Recent events in former French African colonies may seem strange to some people, but to others, these events have been long overdue. Many see it as Africans’ intransigence to democratic norms and the military quest for power. But the stark reality is that francophone African countries are shaking themselves off the shackles of incomplete decolonisation. During independence struggles in the 1960s when other colonisers were granting “full independence” to their colonies, France granted peaceful independence to her colonies, while retaining an exorbitant sphere of influence through socio-cultural, economic and military accords of cooperation that it engineered and signed with those colonies (DeVore, 2020). For about six and a half decades, France has exerted its control over these overseas vassal territories in Africa, often described as Françafrique (Sunju, 2021). As a result, these colonial masters  have over-sourced the resources in this part of the continent at their detriment, and interfered in their socio-economic and political lives. These former French colonies in Africa muddled in a quagmire of a multitude of acute problems and underdevelopment, have blamed France for their predicaments, thus generating anti French sentiments across the sub-region. Hence, the aim of this article is to….

Contextual background

The Congo Conference also known as the Berlin Conference that was held in Berlin Germany on the 15th of November 1884 and later adjourned and finalised on the 26 of February 1885 was held under the request of King Leopold II of Belgium and organised by Otto Von Bismarck. This conference paved the way for the scramble and colonisation of Africa (Gates and Appiah,  2010). Britain and France colonised about  95% of the African continent. France maintained control of the Northern, Western and parts of Central Africa while Britain had control of Eastern and Southern Africa. French colonies were concentrated in West Africa than any other part of the continent. All its colonies in West Africa were constituted into a loose federation with its headquarters in Dakar, Senegal (HistoryVille, 2022). The period of colonial administration did not last very long and it  was not just about the actions of the colonisers but it was also about the actions of the Africans and what they thought.

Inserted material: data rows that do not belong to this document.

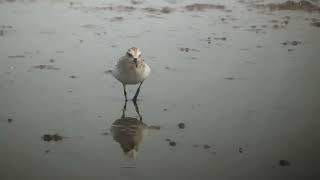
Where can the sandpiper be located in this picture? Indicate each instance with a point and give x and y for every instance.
(131, 69)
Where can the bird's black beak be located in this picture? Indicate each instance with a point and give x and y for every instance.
(135, 61)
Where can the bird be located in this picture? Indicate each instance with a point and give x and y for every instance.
(131, 69)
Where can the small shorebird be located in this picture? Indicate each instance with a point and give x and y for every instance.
(131, 69)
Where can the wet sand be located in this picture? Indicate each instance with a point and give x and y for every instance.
(233, 93)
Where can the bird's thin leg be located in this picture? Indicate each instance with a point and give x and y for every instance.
(125, 92)
(137, 92)
(124, 110)
(137, 109)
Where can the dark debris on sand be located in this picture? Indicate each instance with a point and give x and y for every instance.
(47, 67)
(302, 5)
(203, 7)
(53, 137)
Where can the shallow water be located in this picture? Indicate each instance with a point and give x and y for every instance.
(248, 98)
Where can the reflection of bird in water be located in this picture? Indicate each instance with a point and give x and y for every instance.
(131, 69)
(128, 132)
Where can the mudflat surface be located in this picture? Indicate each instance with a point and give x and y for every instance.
(233, 93)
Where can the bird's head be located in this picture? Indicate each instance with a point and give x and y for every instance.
(135, 54)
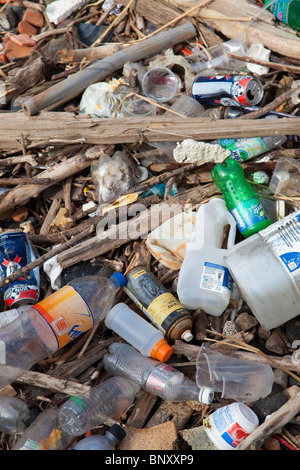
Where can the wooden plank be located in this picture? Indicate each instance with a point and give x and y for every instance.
(64, 128)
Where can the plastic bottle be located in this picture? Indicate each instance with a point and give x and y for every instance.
(204, 280)
(14, 413)
(44, 433)
(160, 306)
(287, 11)
(248, 148)
(107, 400)
(155, 377)
(55, 321)
(109, 441)
(266, 268)
(240, 198)
(138, 332)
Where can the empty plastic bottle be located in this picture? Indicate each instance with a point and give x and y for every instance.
(14, 414)
(248, 148)
(44, 433)
(55, 321)
(204, 280)
(241, 200)
(155, 377)
(107, 400)
(109, 441)
(287, 11)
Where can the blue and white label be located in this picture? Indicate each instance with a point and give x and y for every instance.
(283, 238)
(216, 278)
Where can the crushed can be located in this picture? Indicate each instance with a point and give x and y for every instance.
(16, 252)
(229, 90)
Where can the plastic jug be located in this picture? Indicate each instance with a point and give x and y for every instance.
(266, 269)
(204, 280)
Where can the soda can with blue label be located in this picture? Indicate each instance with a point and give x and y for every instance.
(16, 252)
(229, 90)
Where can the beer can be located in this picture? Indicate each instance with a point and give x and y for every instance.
(16, 252)
(229, 90)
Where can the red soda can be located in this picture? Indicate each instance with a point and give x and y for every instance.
(229, 90)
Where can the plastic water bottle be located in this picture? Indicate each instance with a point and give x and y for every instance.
(204, 280)
(160, 306)
(107, 400)
(55, 321)
(266, 268)
(138, 332)
(109, 441)
(247, 148)
(44, 433)
(153, 376)
(241, 199)
(14, 414)
(287, 11)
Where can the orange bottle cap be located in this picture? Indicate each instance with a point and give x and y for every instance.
(162, 351)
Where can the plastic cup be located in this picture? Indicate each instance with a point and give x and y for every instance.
(228, 426)
(160, 84)
(137, 107)
(187, 106)
(244, 381)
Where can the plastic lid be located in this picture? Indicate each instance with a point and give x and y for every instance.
(117, 431)
(206, 395)
(187, 335)
(119, 278)
(162, 351)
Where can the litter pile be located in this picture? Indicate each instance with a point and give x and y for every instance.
(149, 225)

The transition from colonization to coopération was “smoothed” before France granted independence to its colonies in Africa. The comprehensive accord between France and each former colony were fundamental as these transcended areas such as defense and security, foreign policy and diplomatic consultation, economic, financial, commercial, and monetary matters; strategic minerals; and technical assistance. For example, France has kept military bases in several former colonies since independence such as in Côte d’Ivoire, Gabon, Senegal, etc.,  and currently has three  thousand troops on the field in the Sahel to maintain a form of control over these countries with the pretext of fighting terrorism (Mazhum, 2023).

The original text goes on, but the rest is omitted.